Record-limit and Batch-Optimized mode example
An example of the above two modes look like this:
batch_optimized:
- The records produced onto a topic-partition each contain 5 records. Then the batches would have offsets 0-4 inclusive, 5-9 inclusive, 10-14 inclusive
- a share consumer with `max.poll.records=6, batch.size=2` fetching records from the topic
- Two whole batches of records are acquired, from offsets 0 to 5 inclusive, which is 10 records in total.
- Records acquired: ShareAcquireRecord[0] (offsets 0 to 4) and ShareAcquireRecord[1] (offsets 5 to 9).
record_limit:
- The records produced onto a topic-partition each contain 5 records. Then the batches would have offsets 0-4 inclusive, 5-9 inclusive, 10-14 inclusive
- A share consumer with `max.poll.records=6, batch.size=2` fetching records from the topic
- Return two entire batches 0-9 inclusive, but only acquire records 0-5 inclusive. In this case, the broker has returned record data which has not been acquired by this consumer(offset 6 to 9).
- Records acquired: ShareAcquireRecord[0](offsets 0 to 5).
In record_limit mode, records that have not been acquired will be sent to clients, resulting in overhead on either the client or server side. Therefore, this mode should be used in the following scenarios:
- There is a need to limit the number of records acquired.
- To avoid overhead, the producer's batch size configuration should be kept small.
Batching
Given that our primary objective for the change is to address cases with high processing times, so if "record_limit" mode is enabled, The ShareFetchResponse will contain only one batch, with maximum records number upper bounded by max(BatchSize, MaxRecords).

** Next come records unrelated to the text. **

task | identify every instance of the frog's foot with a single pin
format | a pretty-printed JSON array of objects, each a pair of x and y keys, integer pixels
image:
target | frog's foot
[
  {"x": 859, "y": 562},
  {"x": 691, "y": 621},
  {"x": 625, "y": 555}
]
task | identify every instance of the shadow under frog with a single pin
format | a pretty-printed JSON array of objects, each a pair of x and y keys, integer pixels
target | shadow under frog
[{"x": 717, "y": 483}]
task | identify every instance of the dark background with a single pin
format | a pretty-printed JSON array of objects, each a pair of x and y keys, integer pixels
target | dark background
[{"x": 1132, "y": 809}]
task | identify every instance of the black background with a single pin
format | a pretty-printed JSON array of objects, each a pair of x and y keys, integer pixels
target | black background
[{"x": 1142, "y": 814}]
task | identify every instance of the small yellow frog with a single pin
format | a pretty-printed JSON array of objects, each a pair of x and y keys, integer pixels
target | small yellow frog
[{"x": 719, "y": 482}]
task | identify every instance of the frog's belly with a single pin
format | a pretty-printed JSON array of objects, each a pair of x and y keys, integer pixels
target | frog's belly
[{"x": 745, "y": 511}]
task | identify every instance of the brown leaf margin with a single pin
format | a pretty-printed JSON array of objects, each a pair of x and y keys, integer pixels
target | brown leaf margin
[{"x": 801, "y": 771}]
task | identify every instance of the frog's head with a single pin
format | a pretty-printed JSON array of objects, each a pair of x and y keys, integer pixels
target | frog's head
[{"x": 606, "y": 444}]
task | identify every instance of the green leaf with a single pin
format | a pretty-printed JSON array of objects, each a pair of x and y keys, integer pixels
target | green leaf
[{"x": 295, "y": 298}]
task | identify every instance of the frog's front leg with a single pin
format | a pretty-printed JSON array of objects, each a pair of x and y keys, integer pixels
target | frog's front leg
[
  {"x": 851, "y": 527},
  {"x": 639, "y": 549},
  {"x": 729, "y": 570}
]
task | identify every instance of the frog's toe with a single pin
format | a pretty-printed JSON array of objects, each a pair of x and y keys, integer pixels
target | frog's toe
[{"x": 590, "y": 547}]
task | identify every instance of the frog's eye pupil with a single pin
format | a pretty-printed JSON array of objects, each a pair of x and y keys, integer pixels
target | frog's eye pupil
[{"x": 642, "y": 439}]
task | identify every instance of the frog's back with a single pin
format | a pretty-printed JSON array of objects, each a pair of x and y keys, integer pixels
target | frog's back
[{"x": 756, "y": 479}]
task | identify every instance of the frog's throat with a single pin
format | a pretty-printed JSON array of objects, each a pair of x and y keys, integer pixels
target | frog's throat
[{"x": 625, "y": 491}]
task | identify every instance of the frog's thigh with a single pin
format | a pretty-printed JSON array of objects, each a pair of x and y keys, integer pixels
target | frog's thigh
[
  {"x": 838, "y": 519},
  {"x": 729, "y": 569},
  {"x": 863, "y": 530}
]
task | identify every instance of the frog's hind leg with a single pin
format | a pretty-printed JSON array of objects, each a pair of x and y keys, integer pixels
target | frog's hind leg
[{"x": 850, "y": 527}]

Compatibility, Deprecation, and Migration Plan
This change is designed to be fully backward compatible:
- The default value of the newly introduced configuration is set to "batch_optimized", enabling compatibility with older versions of the broker.
Test Plan
Since this is a fairly small change, unit tests should be sufficient.
Rejected Alternatives
- Control the records number at log level to avoid additional overhead: When reading records from the log, at least one batch will be read, and this batch may be compressed. If we need to control the number of records at the log level, decompression will be required, which will result in additional CPU consumption. Therefore, it makes sense to avoid CPU consumption at the expense of additional network transmission overhead.
- Adjusting the record batching so that a single batch (e.g., records 0-4 inclusive) is returned in record limit mode is straightforward, and the code assumes batch boundary alignment for other operations as well. As a result, this approach is not preferred.